NYTimes Art in Review: Paschke, Hafif

 Ed Paschke at Gagosian, installation view.

"Ed Paschke," curated by his former studio assistant Jeff Koons. Gagosian Gallery, New York, NY. Through April 24. Ken Johnson reports: Imagine a phosphorescent underground peopled by pimps, strippers, hustlers, wrestlers, fetishists and other lavishly accessorized miscreants from the lower depths of American society. Though clearly derived from photographic sources, Mr. Paschke’s portraits of such outsider luminaries are simplified, irradiated from within and cast in sickly colors, as if he’d envisioned them in fever dreams. In the late ’80s Mr. Paschke began painting images that looked as if they were broadcast by a television on acid, with lines of neon-bright visual static coursing over the ghostly heads of vaguely menacing men. Few painters have captured the shifty, electric spirit of postindustrial capitalism so vividly.


 Marcia Hafif, "Black Painting: Ultramarine Blue and Burnt Umber II," 1979-80, oil on canvas, 215 x 200 cm.

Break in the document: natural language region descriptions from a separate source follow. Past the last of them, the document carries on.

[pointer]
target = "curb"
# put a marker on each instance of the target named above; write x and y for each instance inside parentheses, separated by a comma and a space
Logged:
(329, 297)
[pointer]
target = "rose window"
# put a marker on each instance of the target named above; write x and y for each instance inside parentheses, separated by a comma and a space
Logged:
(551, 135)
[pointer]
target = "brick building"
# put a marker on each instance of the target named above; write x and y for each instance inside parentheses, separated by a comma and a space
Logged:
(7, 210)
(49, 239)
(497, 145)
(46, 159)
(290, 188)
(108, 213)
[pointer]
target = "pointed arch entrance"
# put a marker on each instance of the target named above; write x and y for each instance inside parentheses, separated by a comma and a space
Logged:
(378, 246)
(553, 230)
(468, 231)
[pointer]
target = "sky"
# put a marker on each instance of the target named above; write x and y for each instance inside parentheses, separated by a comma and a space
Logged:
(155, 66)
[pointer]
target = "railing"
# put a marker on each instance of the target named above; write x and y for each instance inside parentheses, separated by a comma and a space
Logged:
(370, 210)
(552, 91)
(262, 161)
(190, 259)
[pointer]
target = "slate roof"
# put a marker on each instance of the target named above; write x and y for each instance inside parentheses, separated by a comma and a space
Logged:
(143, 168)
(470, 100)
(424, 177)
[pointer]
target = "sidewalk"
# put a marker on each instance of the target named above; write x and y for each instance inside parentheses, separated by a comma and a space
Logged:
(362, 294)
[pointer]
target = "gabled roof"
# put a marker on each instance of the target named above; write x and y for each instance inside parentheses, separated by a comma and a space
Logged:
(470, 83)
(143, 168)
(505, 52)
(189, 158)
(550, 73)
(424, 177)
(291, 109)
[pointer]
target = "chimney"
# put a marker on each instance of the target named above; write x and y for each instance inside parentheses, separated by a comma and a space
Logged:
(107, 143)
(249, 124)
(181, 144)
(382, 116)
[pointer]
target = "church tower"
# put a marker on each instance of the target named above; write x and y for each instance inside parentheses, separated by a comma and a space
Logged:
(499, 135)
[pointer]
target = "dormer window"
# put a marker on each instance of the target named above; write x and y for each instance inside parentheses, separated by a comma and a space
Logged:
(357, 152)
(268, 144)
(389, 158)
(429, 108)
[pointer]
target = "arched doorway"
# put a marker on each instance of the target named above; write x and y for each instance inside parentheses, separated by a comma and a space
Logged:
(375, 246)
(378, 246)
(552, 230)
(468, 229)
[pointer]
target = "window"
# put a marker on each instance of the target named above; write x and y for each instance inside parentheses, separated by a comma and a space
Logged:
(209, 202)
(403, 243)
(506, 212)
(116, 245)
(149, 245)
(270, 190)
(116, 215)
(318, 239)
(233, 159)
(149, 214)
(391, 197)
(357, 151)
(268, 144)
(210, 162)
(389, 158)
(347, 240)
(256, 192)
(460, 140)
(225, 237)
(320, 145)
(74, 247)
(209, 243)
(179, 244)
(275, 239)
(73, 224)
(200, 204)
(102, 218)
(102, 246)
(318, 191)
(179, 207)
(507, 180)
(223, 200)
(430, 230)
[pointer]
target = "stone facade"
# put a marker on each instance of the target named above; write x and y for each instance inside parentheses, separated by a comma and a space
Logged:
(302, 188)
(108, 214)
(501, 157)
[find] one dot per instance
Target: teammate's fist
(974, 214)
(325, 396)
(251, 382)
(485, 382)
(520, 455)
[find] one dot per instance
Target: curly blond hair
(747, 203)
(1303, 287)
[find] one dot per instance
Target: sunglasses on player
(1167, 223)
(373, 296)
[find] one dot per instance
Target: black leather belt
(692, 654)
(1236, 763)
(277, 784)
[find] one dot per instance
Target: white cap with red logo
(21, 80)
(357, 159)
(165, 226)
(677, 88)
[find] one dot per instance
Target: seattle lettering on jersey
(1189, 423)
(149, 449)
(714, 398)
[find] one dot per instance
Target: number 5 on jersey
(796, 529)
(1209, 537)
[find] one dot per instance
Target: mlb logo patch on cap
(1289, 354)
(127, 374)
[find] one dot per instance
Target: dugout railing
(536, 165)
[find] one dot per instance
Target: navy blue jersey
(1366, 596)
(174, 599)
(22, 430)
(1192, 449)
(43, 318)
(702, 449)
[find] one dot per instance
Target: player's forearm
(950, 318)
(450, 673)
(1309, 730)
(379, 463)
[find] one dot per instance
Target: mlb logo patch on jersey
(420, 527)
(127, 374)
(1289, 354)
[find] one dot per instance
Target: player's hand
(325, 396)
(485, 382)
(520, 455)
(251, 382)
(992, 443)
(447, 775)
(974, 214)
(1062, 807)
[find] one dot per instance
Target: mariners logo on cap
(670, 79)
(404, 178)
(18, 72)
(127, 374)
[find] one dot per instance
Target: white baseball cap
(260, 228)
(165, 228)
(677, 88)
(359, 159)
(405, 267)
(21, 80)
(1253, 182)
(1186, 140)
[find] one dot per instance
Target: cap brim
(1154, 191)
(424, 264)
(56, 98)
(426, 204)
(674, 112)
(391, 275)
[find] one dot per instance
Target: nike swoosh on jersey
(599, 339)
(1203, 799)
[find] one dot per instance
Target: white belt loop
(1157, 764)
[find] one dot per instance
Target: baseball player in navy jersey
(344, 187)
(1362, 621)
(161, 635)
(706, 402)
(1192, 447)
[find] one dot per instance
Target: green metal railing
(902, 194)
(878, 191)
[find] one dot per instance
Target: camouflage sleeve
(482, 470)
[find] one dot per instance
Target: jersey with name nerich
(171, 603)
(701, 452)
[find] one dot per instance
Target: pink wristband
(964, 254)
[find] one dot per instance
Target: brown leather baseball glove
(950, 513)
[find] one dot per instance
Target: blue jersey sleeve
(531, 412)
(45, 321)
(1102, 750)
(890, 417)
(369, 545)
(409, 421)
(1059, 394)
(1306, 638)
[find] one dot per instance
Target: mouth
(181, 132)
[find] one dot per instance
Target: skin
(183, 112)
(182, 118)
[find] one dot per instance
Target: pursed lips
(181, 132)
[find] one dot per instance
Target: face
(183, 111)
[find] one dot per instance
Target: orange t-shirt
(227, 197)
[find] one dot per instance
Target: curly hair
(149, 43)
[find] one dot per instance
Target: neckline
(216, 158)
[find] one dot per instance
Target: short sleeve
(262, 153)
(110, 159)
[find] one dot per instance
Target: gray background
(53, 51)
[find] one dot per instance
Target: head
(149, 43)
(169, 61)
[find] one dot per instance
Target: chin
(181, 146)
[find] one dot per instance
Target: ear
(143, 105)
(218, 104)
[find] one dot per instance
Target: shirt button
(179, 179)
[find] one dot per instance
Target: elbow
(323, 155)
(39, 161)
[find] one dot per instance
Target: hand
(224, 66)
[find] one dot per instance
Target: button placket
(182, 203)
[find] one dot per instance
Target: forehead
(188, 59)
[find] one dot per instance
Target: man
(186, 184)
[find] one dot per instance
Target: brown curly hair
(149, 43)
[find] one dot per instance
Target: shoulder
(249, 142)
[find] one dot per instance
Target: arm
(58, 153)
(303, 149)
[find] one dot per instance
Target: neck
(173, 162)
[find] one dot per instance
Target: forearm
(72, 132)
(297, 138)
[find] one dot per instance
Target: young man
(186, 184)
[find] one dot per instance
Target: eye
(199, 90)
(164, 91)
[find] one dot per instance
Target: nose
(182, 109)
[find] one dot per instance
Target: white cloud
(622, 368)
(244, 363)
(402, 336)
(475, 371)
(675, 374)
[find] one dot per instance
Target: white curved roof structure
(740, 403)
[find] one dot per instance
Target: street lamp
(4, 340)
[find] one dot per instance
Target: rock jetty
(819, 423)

"Marcia Hafif: From the Inventory: Black Paintings, 1979-1980," Newman Popiashvili Gallery, Chelsea. Through April 3. Roberta Smith reports: As usual Hafif simply wanted to put brush to canvas, leaving a certain mark in a certain color and proceeding from one stroke to the next, beside or over its predecessor, until the entire surface was covered to her liking, in a process both devotional and workmanlike. The colors she used here include the darkest of ultramarine blues and burnt umbers applied in loose, substantial strokes that give the surfaces a feathery softness. Each of the four paintings here, all measuring 7 feet by 6 ½ feet, has its own qualities of tone and texture, nearness and farness, like various night skies. Their differences, while subtle, emerge without undue taxation and with a deeply characteristic Hafifian earnestness that seems to say: Just do it and mean it; it will be new enough.